Zeitnutzung, Zeitverschwendung, Zeitwahrnehmung in der KJL und didaktische Perspektiven
In kinder- und jugendliterarischen Texten sind die Ausgestaltung und die Nutzung der Lebenszeit in unterschiedlichen Ausgestaltungen Thema und Motiv:
In der neuen Jugendbuchserie „Ocean City“ von A.T. Acron wird beispielsweise eine Welt entworfen, in der die Kaufkraft von Individuen in der Währung Zeit gemessen wird. Die Menschen verfügen über Zeitkonten und Decoder, die sie am Handgelenk tragen. Beim Einkaufen wird der Warenwert direkt von den Zeitkonten abgezogen. In diesem System werden Menschen von vornherein darauf gedrillt, sich auf eine effiziente Zeitausnutzung zu kaprizieren.
Andere kinder- und jugendliterarische Texte greifen das Motiv der Zeitnutzung ebenfalls auf. Beispielsweise gestaltet Brian Katchers „Ana und Zak“ die Problemstellung der Protagonistin, die ihren Eltern zuliebe danach strebt, ihre Zeit effizient zu nutzen und somit ihre Zukunftsaussichten zu optimieren. Diese Selbstoptimierung entspricht aber nicht den eigentlichen Handlungswünschen der Protagonistin. Die Zeitnutzung wird hier zu einer Konfrontation der eigentlich noch unbeschwerten Welt der Jugendlichen, die auch das Bedürfnis und die Möglichkeit haben, in den Tag hineinzuleben und der Welt der Erwachsenen, die bei ihren Handlungen bereits an die Zukunft denken.
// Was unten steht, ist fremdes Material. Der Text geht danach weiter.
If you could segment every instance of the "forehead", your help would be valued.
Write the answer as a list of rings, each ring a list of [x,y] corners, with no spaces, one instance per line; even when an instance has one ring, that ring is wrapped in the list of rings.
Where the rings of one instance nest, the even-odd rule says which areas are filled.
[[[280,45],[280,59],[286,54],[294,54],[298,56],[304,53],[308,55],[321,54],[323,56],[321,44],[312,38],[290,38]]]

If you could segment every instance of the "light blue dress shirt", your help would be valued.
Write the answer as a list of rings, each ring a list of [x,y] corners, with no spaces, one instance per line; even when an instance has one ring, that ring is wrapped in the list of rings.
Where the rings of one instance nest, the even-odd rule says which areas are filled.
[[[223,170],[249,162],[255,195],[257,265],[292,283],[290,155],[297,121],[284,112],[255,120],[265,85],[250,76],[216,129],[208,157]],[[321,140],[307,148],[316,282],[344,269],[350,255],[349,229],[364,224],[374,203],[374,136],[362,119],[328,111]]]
In Jenny Offills „Lucky!“ wird ausgerechnet ein Faultier zum Haustier eines Mädchens, da es wenig zeitintensive Pflege beansprucht. Das Bilderbuch zeigt, wie dieses allmählich zur Projektionsfläche für den Wunsch des Mädchens wird, sich der Disziplinierung durch ihre Mutter entziehen zu können. In der Sicht des Mädchens auf das Faultier schlägt sich ihre Sehnsucht nach einer Zeitnutzung nieder, in der die Zeit selbst keine Rolle spielt.
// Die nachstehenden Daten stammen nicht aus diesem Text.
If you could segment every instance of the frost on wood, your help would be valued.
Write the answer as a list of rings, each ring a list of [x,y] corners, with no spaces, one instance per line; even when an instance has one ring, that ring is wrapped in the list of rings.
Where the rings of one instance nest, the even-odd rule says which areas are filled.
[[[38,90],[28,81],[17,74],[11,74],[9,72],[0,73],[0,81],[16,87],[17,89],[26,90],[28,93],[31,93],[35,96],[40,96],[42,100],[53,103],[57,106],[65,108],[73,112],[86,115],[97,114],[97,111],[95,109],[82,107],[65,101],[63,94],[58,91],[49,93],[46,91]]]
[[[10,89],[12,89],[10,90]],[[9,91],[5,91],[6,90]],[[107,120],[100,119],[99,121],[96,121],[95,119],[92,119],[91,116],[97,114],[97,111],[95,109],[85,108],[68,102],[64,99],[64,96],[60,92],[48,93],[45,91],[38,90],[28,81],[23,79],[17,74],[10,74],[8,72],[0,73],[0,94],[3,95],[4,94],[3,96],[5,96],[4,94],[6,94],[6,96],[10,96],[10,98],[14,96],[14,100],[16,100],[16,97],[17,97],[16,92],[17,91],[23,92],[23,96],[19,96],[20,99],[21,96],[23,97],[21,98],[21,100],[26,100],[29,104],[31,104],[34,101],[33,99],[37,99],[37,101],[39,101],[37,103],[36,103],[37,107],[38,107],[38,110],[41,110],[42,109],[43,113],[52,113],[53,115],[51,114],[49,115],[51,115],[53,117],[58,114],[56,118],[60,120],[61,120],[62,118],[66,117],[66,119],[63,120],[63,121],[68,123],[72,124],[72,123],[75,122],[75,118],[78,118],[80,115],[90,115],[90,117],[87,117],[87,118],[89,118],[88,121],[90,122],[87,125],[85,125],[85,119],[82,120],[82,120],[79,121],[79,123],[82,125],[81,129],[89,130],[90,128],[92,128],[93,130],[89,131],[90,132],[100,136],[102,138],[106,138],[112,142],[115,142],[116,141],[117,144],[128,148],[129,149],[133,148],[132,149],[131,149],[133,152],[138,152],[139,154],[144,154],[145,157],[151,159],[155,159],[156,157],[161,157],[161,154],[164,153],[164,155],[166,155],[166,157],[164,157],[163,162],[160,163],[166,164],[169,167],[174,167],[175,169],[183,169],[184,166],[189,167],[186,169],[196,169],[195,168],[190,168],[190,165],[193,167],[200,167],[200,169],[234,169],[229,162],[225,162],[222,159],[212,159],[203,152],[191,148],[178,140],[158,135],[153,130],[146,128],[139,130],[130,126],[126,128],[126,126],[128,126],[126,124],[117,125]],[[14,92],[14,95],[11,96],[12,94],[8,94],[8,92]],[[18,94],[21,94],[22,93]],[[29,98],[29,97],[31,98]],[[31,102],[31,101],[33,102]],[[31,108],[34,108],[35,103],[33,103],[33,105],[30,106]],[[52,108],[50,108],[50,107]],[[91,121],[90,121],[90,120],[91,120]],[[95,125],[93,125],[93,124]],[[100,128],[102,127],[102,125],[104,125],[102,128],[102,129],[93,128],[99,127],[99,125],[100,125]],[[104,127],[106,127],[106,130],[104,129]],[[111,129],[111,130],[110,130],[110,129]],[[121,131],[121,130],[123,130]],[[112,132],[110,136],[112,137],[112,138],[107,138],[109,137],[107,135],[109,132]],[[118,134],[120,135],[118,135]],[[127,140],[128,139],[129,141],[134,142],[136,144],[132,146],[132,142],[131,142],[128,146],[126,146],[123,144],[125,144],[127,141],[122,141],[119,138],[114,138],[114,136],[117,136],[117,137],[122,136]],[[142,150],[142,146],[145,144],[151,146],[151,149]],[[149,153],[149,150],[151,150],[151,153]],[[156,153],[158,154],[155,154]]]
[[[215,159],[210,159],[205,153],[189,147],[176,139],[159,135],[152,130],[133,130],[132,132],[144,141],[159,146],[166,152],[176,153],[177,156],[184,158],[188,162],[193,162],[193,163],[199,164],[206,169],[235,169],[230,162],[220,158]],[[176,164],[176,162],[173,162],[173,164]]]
Übernimmt Katchers Buch die Perspektive der Gouvernementalitätsstudien, indem es die Zeitnutzung als Resultat neoliberaler Entwicklungen der Gesellschaft zeigt, nimmt „Ocean City“ eher eine technikdeterministische Perspektive ein und stellt die neuen digitalen Selbstaufmerksamkeitstechniken als verantwortlich für diesen Umgang mit der Zeit dar. „Lucky!“ stellt sich insofern als interessant dar, weil es ein Mädchen zeigt, dass sich nach zeitlichem Freiraum sehnt und dabei vom Text positiv bewertet und nicht als Faulheit stigmatisiert wird. Eine weibliche Figur, die sich dem Zeitökonomisierungsdruck entziehen darf, ist in der Literaturgeschichte keine Selbstverständlichkeit. Werden männliche Zeitverschwender in der Literaturgeschichte eher positiv dargestellt, gilt dies meist nicht für weibliche Müßiggängerinnen und Bummelantinnen.
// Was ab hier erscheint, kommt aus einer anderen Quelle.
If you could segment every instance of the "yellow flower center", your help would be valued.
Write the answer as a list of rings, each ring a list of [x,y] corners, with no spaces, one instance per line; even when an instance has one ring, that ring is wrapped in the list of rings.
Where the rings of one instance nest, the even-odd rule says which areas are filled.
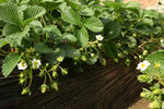
[[[161,66],[161,64],[160,63],[155,63],[155,69],[159,69],[160,66]]]
[[[141,64],[141,68],[144,68],[145,66],[145,64]]]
Im geplanten Sammelband geht es darum, derartigen in literarischen Texten der KJL anzutreffenden Figuren, Reflexionen oder Lebensmodellen nachzuspüren. Im Mittelpunkt stehen also Figuren, die sich der möglichst effizienten Zeitnutzung widmen und solchen, die zu Zeitverschwendung tendieren. Dabei steht auch immer die Frage im Mittelpunkt, wie die verschiedenen Geschlechter mit der Zeit umgehen. Welche Perspektive nimmt der Text auf die jeweilige Zeitnutzung ein, und wie wird diese ästhetisch in Szene gesetzt? Es ist also von besonderem Interesse, die implizite Anthropologie der Texte diesbezüglich zu fokussieren und dies auch in den zeithistorischen Kontext einzuordnen.
Wir erhoffen uns Vorschläge für drei Arten von Beiträgen, was zugleich die geplante Struktur des Bandes widerspiegelt:
- Literaturwissenschaftliche Beobachtungen zu Zeitnutzung, Zeitwahrnehmung und Zeitverschwendung in der Kinder- und Jugendliteratur in dia- wie auch in synchroner Perspektive (von ca. 1980 bis in die Gegenwartsliteratur, wobei es auch denkbar ist, literaturhistorische Seitenblicke auf Texte vor 1980 in den Blick zu nehmen)
- Literaturdidaktische Beiträge, bei denen auf eine Analyse der Texte eine Ableitung von Potenzialen für den Erwerb literarischer Kompetenz erfolgt
- Konkrete Unterrichtsvorschläge (von der Primar- bis zur Oberstufe)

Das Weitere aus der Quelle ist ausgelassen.